What would you do if you wanted someone’s password for an account? You cannot just ask immediately because that will never work if you are a trusted friend. So what you do next is set up a trap and fake the users to retrieve it. In this post, I am sharing necessary details on Phishing and types of Phishing.
What is Phishing? Types of Phishing
Let’s say I have an account is some XYZ bank, which is widespread, and you know it. Since you cannot get the details directly, you send me an email disguised as coming from that bank. It is designed using real using logos, correctly formatted sentences, and the bank’s manager’s name under it.

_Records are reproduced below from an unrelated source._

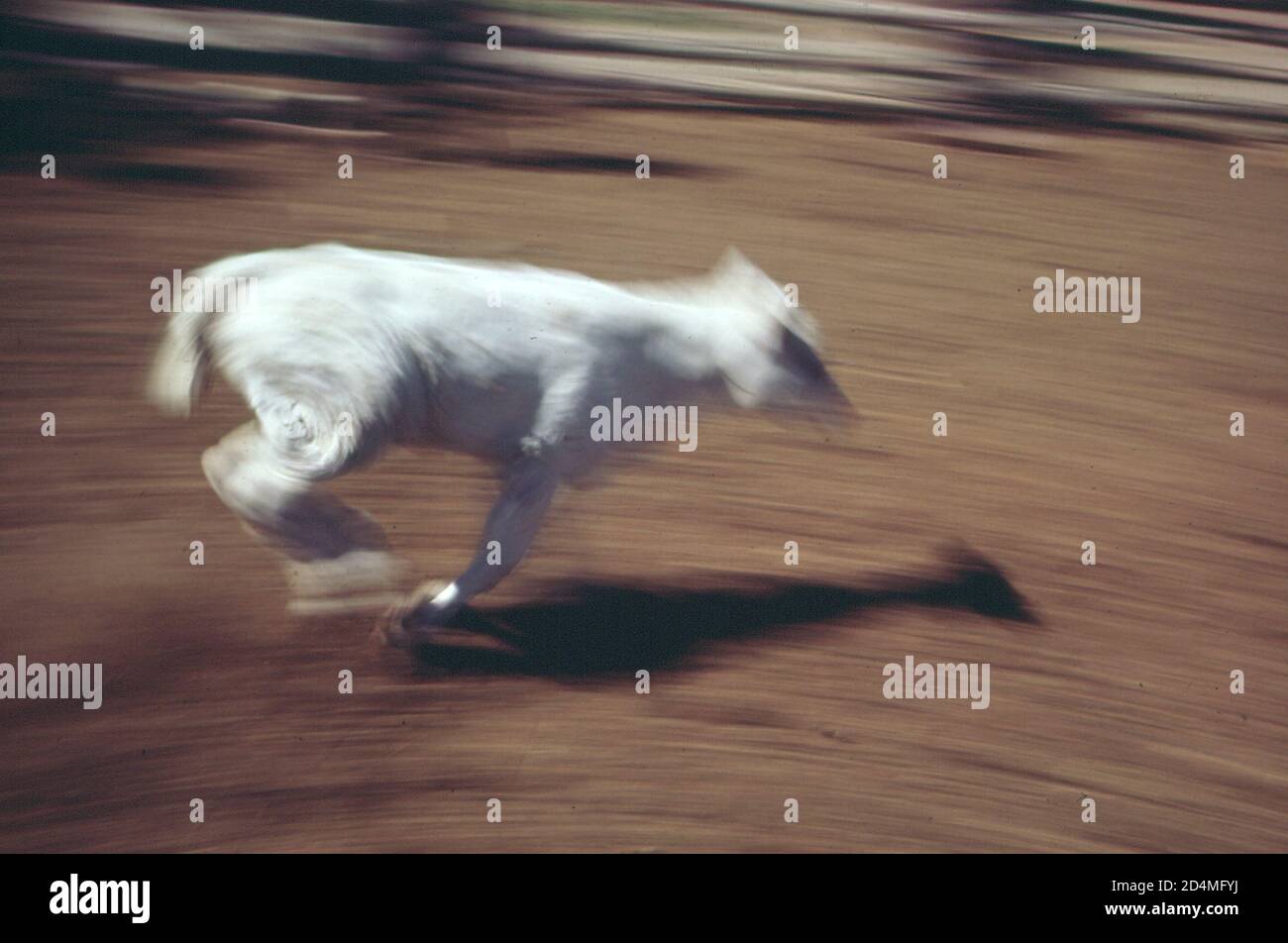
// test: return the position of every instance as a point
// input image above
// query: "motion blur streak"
(765, 681)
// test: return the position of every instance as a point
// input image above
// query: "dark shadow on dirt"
(590, 630)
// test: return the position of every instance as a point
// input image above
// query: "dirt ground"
(765, 678)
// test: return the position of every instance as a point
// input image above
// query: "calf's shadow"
(585, 631)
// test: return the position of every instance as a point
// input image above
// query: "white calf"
(342, 351)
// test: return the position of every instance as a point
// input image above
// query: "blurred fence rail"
(81, 73)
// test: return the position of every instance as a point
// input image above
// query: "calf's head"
(768, 352)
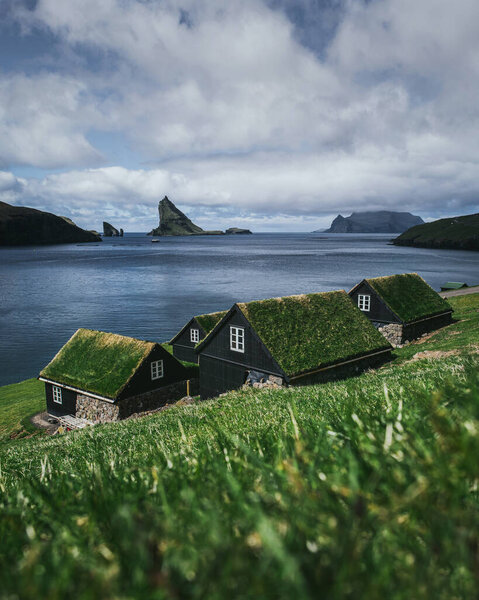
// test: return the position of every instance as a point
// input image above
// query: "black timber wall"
(378, 312)
(183, 353)
(223, 369)
(68, 405)
(141, 382)
(414, 330)
(183, 347)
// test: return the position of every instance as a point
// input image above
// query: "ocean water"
(134, 287)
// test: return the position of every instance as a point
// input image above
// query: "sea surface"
(150, 290)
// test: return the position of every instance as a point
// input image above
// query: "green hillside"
(364, 488)
(459, 233)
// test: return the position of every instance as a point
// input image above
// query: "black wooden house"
(103, 377)
(192, 333)
(402, 307)
(290, 340)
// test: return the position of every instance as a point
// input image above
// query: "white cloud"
(235, 112)
(42, 121)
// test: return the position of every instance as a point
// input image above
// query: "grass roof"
(311, 331)
(409, 296)
(97, 362)
(209, 321)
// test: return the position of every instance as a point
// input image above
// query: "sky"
(275, 115)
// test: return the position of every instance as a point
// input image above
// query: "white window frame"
(157, 370)
(57, 394)
(237, 338)
(364, 302)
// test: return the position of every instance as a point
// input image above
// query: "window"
(237, 339)
(364, 302)
(57, 394)
(157, 369)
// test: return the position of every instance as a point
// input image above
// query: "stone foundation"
(398, 334)
(100, 411)
(97, 411)
(344, 371)
(271, 381)
(393, 332)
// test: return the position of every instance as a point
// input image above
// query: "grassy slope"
(362, 488)
(453, 232)
(17, 402)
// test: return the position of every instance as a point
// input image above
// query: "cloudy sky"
(269, 114)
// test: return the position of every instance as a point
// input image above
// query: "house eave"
(74, 389)
(339, 364)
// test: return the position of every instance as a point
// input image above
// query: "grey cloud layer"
(236, 112)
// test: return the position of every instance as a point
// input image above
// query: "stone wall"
(393, 332)
(100, 411)
(271, 381)
(96, 410)
(398, 334)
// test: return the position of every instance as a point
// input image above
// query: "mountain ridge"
(379, 221)
(454, 233)
(24, 226)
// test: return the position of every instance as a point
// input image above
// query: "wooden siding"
(183, 347)
(415, 330)
(218, 376)
(378, 312)
(255, 355)
(223, 369)
(68, 405)
(183, 353)
(141, 382)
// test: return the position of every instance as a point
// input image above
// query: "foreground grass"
(365, 488)
(17, 402)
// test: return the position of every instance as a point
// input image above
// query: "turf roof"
(311, 331)
(97, 362)
(409, 296)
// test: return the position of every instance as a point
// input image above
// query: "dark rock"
(381, 221)
(109, 230)
(21, 226)
(454, 233)
(174, 222)
(237, 231)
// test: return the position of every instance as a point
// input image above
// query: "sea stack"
(109, 230)
(174, 222)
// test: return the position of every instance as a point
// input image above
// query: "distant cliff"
(238, 231)
(174, 222)
(455, 233)
(381, 221)
(21, 226)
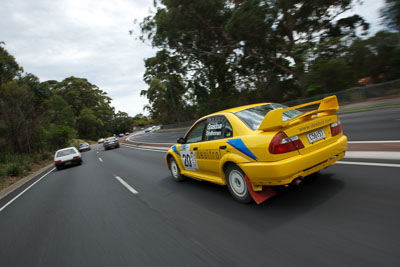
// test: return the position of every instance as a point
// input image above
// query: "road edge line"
(26, 189)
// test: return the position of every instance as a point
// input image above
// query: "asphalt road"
(375, 125)
(83, 216)
(122, 208)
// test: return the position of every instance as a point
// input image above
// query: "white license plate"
(316, 136)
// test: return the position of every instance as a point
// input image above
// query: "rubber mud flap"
(260, 196)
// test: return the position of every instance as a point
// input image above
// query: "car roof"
(236, 109)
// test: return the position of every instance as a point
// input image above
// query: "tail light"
(281, 143)
(336, 128)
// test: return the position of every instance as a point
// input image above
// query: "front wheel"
(174, 168)
(237, 184)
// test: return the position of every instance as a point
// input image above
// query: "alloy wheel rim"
(237, 182)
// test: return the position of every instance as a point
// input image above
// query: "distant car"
(67, 157)
(110, 142)
(84, 147)
(253, 148)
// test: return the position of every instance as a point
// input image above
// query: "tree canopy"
(39, 116)
(215, 54)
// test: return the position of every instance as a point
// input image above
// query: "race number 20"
(188, 158)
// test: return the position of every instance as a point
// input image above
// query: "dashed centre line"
(369, 164)
(126, 185)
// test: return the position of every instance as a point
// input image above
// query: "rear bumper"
(115, 145)
(285, 171)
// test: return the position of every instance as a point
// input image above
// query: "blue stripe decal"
(239, 145)
(175, 150)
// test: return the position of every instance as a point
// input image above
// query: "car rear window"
(66, 152)
(253, 117)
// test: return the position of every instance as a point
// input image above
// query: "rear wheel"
(174, 168)
(237, 184)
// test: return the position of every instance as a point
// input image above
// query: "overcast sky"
(55, 39)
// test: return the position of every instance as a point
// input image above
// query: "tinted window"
(228, 130)
(196, 134)
(253, 117)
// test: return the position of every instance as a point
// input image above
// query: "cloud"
(55, 39)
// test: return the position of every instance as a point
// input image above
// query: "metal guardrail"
(345, 96)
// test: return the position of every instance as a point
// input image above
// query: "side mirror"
(181, 140)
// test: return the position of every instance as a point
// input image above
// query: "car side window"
(218, 127)
(228, 130)
(196, 134)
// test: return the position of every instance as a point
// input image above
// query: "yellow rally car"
(253, 148)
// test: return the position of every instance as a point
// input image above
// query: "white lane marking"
(369, 164)
(373, 142)
(126, 185)
(26, 189)
(148, 149)
(390, 155)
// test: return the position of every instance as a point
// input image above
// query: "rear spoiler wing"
(274, 119)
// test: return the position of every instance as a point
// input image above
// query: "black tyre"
(237, 184)
(175, 171)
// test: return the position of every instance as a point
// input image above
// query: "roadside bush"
(14, 169)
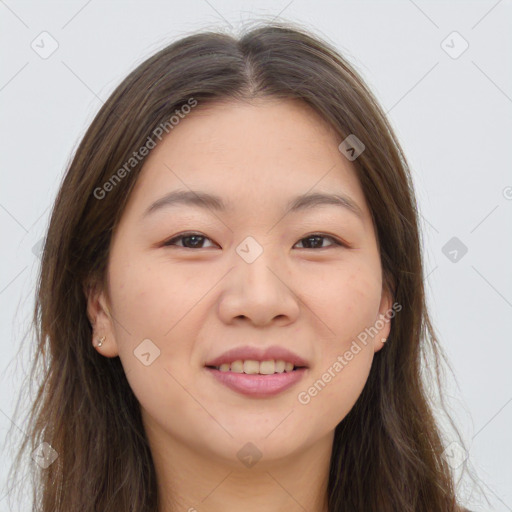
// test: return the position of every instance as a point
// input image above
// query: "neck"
(189, 481)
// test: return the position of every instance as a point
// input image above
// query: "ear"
(101, 319)
(383, 321)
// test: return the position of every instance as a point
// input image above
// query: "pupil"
(194, 237)
(314, 238)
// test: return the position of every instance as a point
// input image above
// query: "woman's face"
(251, 278)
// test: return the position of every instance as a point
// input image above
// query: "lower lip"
(258, 386)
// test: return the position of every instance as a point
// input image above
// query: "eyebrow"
(209, 201)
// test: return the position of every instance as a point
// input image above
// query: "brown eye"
(315, 241)
(190, 241)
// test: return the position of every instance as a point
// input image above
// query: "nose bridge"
(258, 266)
(256, 288)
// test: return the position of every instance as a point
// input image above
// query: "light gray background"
(453, 117)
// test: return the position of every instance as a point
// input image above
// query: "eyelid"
(336, 242)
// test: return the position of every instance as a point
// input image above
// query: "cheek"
(344, 299)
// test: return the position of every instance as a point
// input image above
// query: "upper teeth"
(251, 367)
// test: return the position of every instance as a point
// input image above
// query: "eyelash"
(336, 242)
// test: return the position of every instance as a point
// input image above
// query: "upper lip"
(258, 354)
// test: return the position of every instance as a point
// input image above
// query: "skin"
(195, 303)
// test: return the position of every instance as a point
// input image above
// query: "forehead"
(254, 155)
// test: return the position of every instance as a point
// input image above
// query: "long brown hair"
(388, 451)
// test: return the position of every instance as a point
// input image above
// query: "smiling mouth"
(253, 367)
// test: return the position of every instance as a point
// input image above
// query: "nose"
(260, 292)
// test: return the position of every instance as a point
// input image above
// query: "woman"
(231, 308)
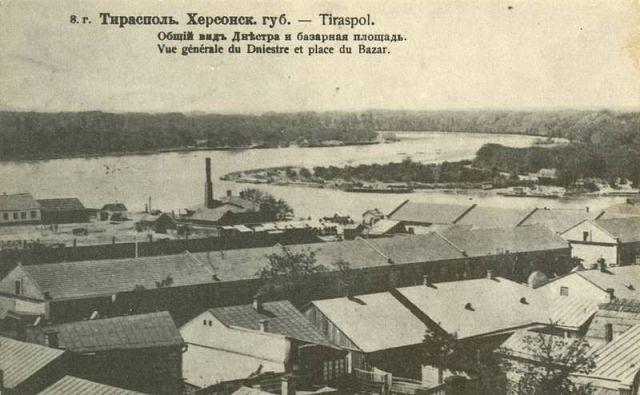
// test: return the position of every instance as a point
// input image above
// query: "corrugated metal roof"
(72, 385)
(626, 229)
(429, 213)
(495, 305)
(482, 242)
(428, 247)
(494, 217)
(250, 391)
(572, 312)
(61, 204)
(620, 359)
(283, 319)
(624, 280)
(558, 220)
(106, 277)
(20, 360)
(373, 322)
(119, 333)
(18, 202)
(204, 366)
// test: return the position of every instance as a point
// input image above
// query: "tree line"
(33, 135)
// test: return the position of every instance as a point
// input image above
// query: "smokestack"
(208, 185)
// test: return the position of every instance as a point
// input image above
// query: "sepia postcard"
(320, 197)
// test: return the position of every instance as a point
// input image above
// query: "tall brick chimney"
(208, 185)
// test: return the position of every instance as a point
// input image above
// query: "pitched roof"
(619, 359)
(74, 385)
(21, 360)
(18, 202)
(61, 204)
(119, 333)
(107, 277)
(429, 213)
(626, 209)
(373, 322)
(203, 366)
(494, 217)
(250, 391)
(572, 312)
(558, 220)
(626, 229)
(242, 264)
(283, 319)
(495, 305)
(481, 242)
(416, 248)
(114, 207)
(624, 280)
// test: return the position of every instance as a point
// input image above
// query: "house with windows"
(19, 209)
(29, 368)
(141, 352)
(233, 343)
(70, 291)
(62, 211)
(603, 284)
(376, 329)
(616, 240)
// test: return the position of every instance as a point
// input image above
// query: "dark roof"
(626, 229)
(284, 319)
(114, 207)
(481, 242)
(20, 360)
(119, 333)
(17, 202)
(242, 264)
(62, 204)
(619, 359)
(403, 249)
(73, 385)
(429, 213)
(107, 277)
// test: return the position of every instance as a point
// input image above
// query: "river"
(175, 180)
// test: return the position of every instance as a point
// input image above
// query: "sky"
(462, 54)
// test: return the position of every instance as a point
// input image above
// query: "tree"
(288, 272)
(446, 353)
(554, 361)
(278, 207)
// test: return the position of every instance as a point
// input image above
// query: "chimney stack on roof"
(51, 338)
(257, 303)
(611, 295)
(208, 185)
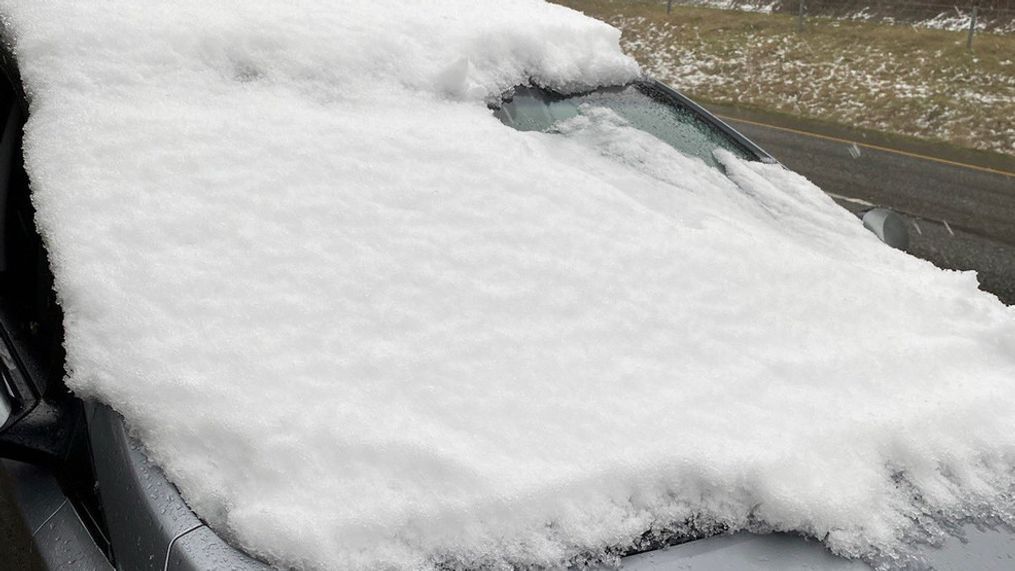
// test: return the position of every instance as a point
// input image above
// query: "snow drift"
(361, 324)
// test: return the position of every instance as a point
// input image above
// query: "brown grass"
(891, 78)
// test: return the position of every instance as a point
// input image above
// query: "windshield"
(532, 109)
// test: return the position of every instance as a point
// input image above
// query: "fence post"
(972, 28)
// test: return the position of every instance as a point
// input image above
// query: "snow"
(361, 324)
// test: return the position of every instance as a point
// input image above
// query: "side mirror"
(37, 424)
(889, 226)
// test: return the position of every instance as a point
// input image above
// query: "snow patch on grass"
(361, 324)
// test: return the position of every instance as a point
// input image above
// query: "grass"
(891, 78)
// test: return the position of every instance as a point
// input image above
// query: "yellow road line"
(870, 146)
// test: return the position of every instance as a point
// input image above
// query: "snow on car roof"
(362, 324)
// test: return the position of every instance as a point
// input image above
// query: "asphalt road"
(962, 216)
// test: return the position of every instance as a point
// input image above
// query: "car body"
(89, 497)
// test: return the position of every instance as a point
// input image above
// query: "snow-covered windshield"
(362, 325)
(641, 105)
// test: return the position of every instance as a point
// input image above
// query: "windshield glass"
(532, 109)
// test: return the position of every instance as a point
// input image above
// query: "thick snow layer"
(362, 324)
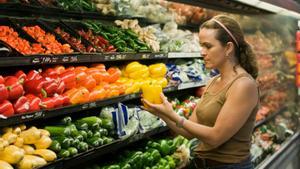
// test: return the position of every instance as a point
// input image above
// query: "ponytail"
(247, 60)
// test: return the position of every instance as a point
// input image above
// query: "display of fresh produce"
(145, 34)
(77, 5)
(163, 153)
(11, 37)
(123, 40)
(48, 40)
(185, 107)
(75, 42)
(16, 147)
(71, 137)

It is almost impossible for me to find if that email is fake.
Next, I read the email in which you had also asked me to “Please follow the link and confirm your password, as it’s going to expire today.” I follow it and end up giving my account details. It is called phishing.
According to Wikipedia :
Phishing is a Criminal activity using social engineering techniques. Phishers attempt to fraudulently acquire sensitive information, such as passwords and credit card details, by masquerading as a trustworthy person or business in an electronic communication. (Wikipedia)
Types of Phishing
An SMS message designed to scare the recipient into calling a number to enquire about something (like a piece of fake purchase information or tempting lottery money) would provide the attacker a validation of your number, meaning he knows that this number is valid.
In today’s world, most people have a phone, and they work as well as personal computers. A spam link sent over an SMS can be instantly opened on your phone. An alternate way is to ask people to call and lure them into a trap.
These are a severe threat to the mobile because of the technology itself. As technology advances, even the spammers get smarter because there are always loopholes. How fast they grow and spread is alarming now. Bluetooth, 5G, 4G, VOLTE. They can get into your mobiles in the form of wallpapers and ringtones. In short, anything we like and is attractive.
Once installed, they can spread themselves again through messages and can access your contact list. So one of the best solutions is don’t download or accept these things unless you know you were supposed to get them.
Spear phishing is targeted at a specific group or an enterprise. Let’s say you are an employee of a company, and you get an email that looks exactly like your project manager sent it. And in the email it asks you for vital information about the company. You don’t mind sending him(after all, he is your boss!!).
It’s intended to get viable information and passwords, and beware. They can contain trojans to knock down your system after you have given the details!! You can find the link ever back.